Network meta-analysis is an extension of traditional meta-analysis as well as a method that synthesizes available evidence to allow for simultaneous comparisons of different treatment options that lack direct head-to-head evaluations [7]–[10]. Individual pair-wise studies are ‘linked’ to create a network of studies on which statistical inference is based. When the network consists of a mixture of direct and indirect evidence with comparable studies and patient characteristics, the relative treatment effect of drug B vs. drug C may be indirectly estimated by comparing studies of drug A vs. drug B and drug A vs. drug C (dbc = dac _ dab) [10], [11]. The value of a network meta-analysis is that it can include both direct and indirect evidence, and it preserves the strength of randomization within individual RCTs. However, the method has limitations as it is based on a model simulation, and the method could result in biased estimates, if there are systematic differences across comparisons.
Methods
2.1 Search strategy
We searched MEDLINE, EMBASE, CNKI, PubMed, The Cochrane Central Register of Controlled Trials and The Cochrane Library prior to April 2013. The authors were contacted for further information regarding unpublished trials and reports found in published databases. Search terms included MeSH: acute ischemic stroke, AIS AND Edaravone OR Sodium ozagrel OR edaravone combined with Kininogenase OR Sodium ozagrel combined with edaravone AND randomized controlled trial (RCT). We also identified studies through manual searches of article references. No search limits were applied. Table S1 describes the literature search methods and restrictions applied to our search. We evaluated comparability of effect modifiers and potential heterogeneity between studies by abstracting information about base-line patient characteristics and trial characteristics including drug dosing regimens.
2.2 Study selection
For each literature search, all of the titles and abstracts were thoroughly reviewed and deemed to meet the following:
Inclusion criteria: (1) Original RCT evaluating a AIS therapy, (2) Previously untreated patient population, (3) AIS, including all grades and/or grade three to grade four, (4) reports of odds radio (OR), 95% confidence intervals (CIs) or data were available, (5) Entire study is available for review, (6) patients of which are Chinese. (7) Limited in ‘human’ study with no language restriction.

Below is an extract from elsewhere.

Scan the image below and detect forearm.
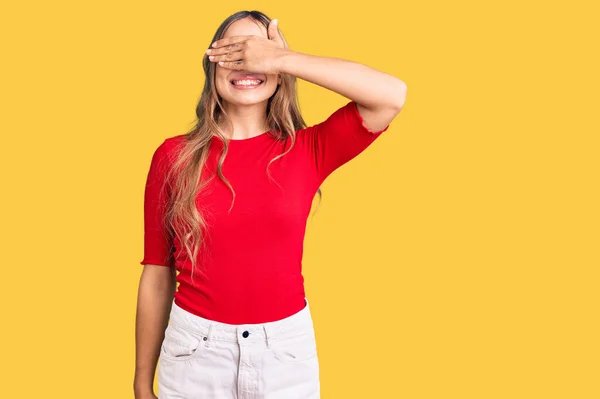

The criteria of neurological deficit score were adopted based on the Modified Edinburgh–Scandinavian-Stroke Scale, a nation wide accepted scoring system recommended at the Second, and revised at the Fourth National Cerebrovascular Disease Conference in China [12]. The assessment of the clinical efficacy rate was conducted in accordance with the reduction in the scores of basic nervous functional deficits and disability degree as following :Recovery-The functional deficit scores were decreased up to 91–100%, and disability degree was at grade 0; Remarkable Improvement-The scores of functional deficit were decreased at 46–90%, and disability degree was at the grade1–3; improvement—the scores of functional deficit were decreased at 18–45%; no change—the scores of functional deficit were decreased or increased at about 17%; deterioration—the scores of functional deficit were increased over 18% and death.
2.3 Data extraction
Two authors assessed the methodological quality of the trials and extracted the data. Complete articles were used where possible. Disagreements were resolved with the assistance of a third reviewer.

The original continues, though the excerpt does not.